Lisa Schamber of the Keck School of Medicine of USC is one of 14 medical students chosen to participate in a two-week ethics program this summer in New York, Germany and Poland.
Now in its sixth year of operation, the Fellowships at Auschwitz for the Study of Professional Ethics (FASPE) is a unique international program that explores the history of the Holocaust as a way to engage graduate students across five different fields (business, journalism, law, medicine and religion) in an intensive study of contemporary ethics in their discipline.
FASPE is predicated upon the power of place, and in particular, the first-hand experience of visiting Auschwitz and traveling in Germany and Poland, where the fellows study the past and consider how to apply the lessons of history to the current ethical challenges of their own professions.
In the pre-World War II era, professionals in Germany were known and respected internationally. Yet, leaders and practitioners in each of the five professions — and often the institutions they represented — played a fundamental role in designing, enabling or executing the crimes of Nazi Germany.
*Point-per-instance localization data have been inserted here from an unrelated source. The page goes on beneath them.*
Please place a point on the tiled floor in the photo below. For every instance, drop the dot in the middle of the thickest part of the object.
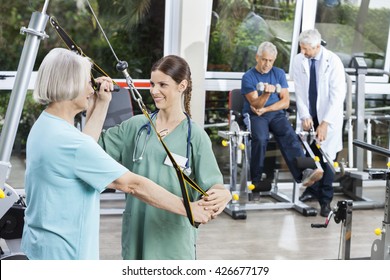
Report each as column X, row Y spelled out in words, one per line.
column 264, row 234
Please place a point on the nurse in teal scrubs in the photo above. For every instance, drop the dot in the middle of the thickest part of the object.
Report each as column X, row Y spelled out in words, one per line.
column 149, row 232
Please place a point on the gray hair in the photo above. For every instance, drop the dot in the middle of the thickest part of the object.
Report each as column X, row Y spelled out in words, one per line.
column 310, row 37
column 62, row 75
column 267, row 47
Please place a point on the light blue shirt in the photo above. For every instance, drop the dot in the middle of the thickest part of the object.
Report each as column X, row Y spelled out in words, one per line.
column 65, row 172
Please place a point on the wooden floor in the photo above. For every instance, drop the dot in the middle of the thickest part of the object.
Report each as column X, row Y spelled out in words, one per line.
column 282, row 234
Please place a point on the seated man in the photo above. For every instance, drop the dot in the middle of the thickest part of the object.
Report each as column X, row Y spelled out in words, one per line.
column 266, row 110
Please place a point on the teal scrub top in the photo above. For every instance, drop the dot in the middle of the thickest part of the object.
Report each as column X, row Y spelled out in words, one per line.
column 149, row 232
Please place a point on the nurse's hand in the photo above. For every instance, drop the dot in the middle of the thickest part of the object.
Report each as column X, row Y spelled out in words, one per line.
column 200, row 213
column 105, row 89
column 307, row 124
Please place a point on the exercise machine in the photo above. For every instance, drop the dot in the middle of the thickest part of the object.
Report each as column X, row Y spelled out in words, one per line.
column 11, row 207
column 241, row 188
column 380, row 249
column 342, row 212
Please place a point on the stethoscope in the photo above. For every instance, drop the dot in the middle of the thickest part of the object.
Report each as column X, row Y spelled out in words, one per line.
column 146, row 128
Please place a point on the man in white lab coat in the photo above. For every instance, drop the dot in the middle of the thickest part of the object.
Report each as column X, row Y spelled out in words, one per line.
column 320, row 104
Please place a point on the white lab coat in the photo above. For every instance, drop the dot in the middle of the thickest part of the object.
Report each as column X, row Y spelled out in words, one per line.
column 331, row 88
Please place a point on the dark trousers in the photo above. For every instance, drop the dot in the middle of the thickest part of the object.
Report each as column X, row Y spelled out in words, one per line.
column 323, row 189
column 284, row 134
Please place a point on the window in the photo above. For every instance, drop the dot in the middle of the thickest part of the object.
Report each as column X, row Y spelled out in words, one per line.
column 355, row 28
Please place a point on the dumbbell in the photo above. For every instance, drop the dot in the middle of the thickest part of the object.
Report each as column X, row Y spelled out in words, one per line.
column 260, row 87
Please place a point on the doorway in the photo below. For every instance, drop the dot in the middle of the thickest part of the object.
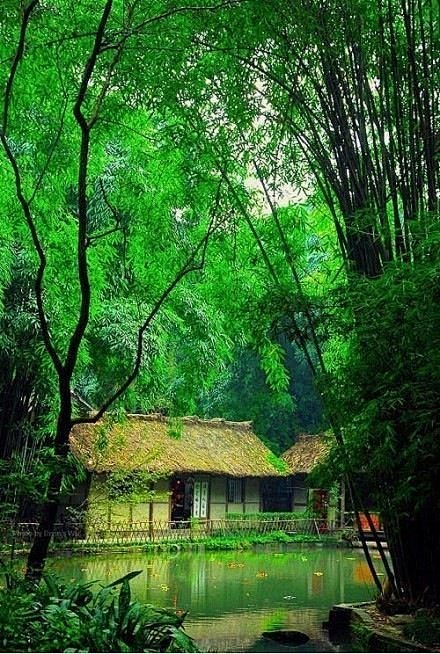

Run under the auspices of the Museum of Jewish Heritage — A Living Memorial to the Holocaust in New York, FASPE examines what role professionals in business, journalism, law, medicine and the clergy played in Nazi Germany and underscores that the moral codes governing these essential professions can break down or be distorted with devastating consequences.
A third-year medical student at the Keck School of Medicine, Schamber is considering a career in internal or family medicine.
“I am eager to have the opportunity to discuss with others what we can learn from the mistakes of the past, and how we can incorporate those lessons into our daily medical practice, as well as into our approach to health policy and health care in general,” she said about participating in FASPE.
A graduate in psychology from Wesleyan University in Connecticut, Schamber spent several years after college as an AmeriCorps volunteer at a free medical clinic in San Francisco.
“All of us have the potential to be perpetrators. If we remain silent, we become a participant,” Schamber said. FASPE, she added, will help prepare her for the sorts of ethical challenges she will face as a future physician.
Schamber will join a group of 62 FASPE fellows chosen through a competitive process that drew nearly 1,000 applicants from around the world. FASPE covers all expenses, including transatlantic and European travel, food and lodging.